Güncelleme Tarihi:
Lazupulos, yıllardır zirvede... Televizyon programları rating rekorları kırıyor. Oynadığı komedilere bilet bulunmuyor.
Ama zirveye tırmanmanın bedeli ağır.
‘‘Siyasiler, hiç şakadan hoşlanmıyorlar’’ diye kahkahayı patlatıyor Lazupulos, uzun mücadelesini anlatırken...
Ama ilginçtir, Lazopulos'un başı askeri cunta döneminde değil. Hep demokratik dönemde derde girmiş...
Yıl 1987... Papandreu iktidarda...
Lazupulos'un ‘‘Japon Neler Gördü’’ oyunu kapalı gişe oynuyor... Bir gece oyun bitiyor... Perde iniyor, sahne arkasında bekleyen polisler ünlü komedyeni alıp götürüyorlar...
‘‘Papandreu'nun mu kurbanı oldunuz?’’ diye soruyorum. Lazupulos, kahkahayı patlatıyor...
‘‘Hayır hayır... Cumhurbaşkanı Sarçetakis'in...’’ diyor ve gülerek tutuklanma macerasını anlatıyor: ‘‘Oyunun bir yerinde Papandreu'yu taklit ediyordum... Cumhurbaşkanı'nı telefonla arayıp siz bir i... misiniz?’’ deyip kapatıyordum. İzleyici kahkahadan kırıldı. Ama Cumhurbaşkanı çok alınmış. Ben ise kısa bir süre de olsa hapishaneyi boyladım.''
KUKLALARLA BİR KOMEDİ
Lazupulos, yüzünde muzip bir gülümsemeyle eski Başbakan Konstantin Mitsotakis'in de hiç şakadan anlamadığını söylüyor. Ünlü komedyen, Mitsotakis'in başbakanlığı sırasında devlet televizyonu ERT'te kuklalarla bir komedi programı hazırlamış. Çekimler tamamlanmış. Tam yayına gireceği sırada Mitsotakis'in hışmına uğramış. Program yayına sokulmamış.

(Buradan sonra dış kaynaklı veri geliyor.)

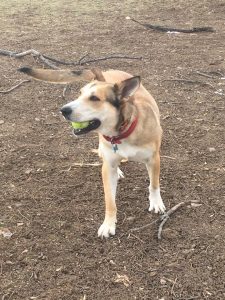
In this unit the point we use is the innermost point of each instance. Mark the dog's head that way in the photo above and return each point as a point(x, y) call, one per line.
point(99, 102)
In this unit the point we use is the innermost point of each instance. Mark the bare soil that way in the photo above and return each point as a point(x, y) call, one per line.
point(54, 207)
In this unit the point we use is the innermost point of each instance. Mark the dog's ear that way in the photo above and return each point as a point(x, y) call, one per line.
point(128, 87)
point(98, 74)
point(62, 76)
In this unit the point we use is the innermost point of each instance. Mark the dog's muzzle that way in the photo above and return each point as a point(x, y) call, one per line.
point(66, 112)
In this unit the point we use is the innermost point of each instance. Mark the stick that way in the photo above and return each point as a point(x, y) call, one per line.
point(143, 227)
point(86, 164)
point(204, 74)
point(169, 29)
point(166, 216)
point(46, 59)
point(29, 52)
point(190, 82)
point(14, 87)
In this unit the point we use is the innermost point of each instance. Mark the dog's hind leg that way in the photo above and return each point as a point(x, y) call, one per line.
point(110, 179)
point(153, 167)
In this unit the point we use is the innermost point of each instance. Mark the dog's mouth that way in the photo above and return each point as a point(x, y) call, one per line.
point(94, 124)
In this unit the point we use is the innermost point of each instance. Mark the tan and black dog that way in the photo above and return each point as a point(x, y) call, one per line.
point(126, 118)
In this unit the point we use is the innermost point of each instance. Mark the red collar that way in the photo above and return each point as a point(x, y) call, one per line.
point(117, 139)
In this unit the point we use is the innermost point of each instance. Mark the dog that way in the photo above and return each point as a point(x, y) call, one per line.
point(127, 120)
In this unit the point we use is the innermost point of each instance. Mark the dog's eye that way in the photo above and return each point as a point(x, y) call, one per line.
point(94, 98)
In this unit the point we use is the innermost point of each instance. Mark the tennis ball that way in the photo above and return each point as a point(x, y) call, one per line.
point(79, 125)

‘‘Peki Mitsotakis'e ne dediniz de alındı?’’ diye takılıyorum. ‘‘Hiçbir şey’’ diyerek omuzlarını silkiyor Lazupulos. ‘‘Herhalde kuklasını beğenmemiş.’’ Ünlü komedyen bir an duruyor ve espriyi patlatıyor: ‘‘Halbuki kukla Mitsotakis'den daha güzeldi...’’ (Kahkahalar)
İlginçtir, bazen toplumlar en trajik olaylarla acımasızca alay edebiliyorlar. Ölüm döşeğindeki Papandreu'nun karikatürlere ve fıkralara konu olması gibi...
GÜLDÜREN EVLİLİK
Lazupulos bu ilginç çelişkiyi ise şöyle yorumluyor:
‘‘Köylerde yaşlı bir adam genç bir kadınla evlenirse çok gülünür... Papandreu olayında da böyle oldu. Liani ortaya çıkıncaya kadar Papandreu güçlü ve dinamik bir lider olarak görüldü, ama son yıllarında yaşlı ve hasta bir adam genç ve hayat dolu bir kadının gölgesinde kaldı... Düşünün, Papandreu 1990'da seçimleri kazandığı zaman Liani'yle televizyon kameraları önünde birbirlerine pasta yedirdiler... Böyle bir sahneye gülünmez mi?’’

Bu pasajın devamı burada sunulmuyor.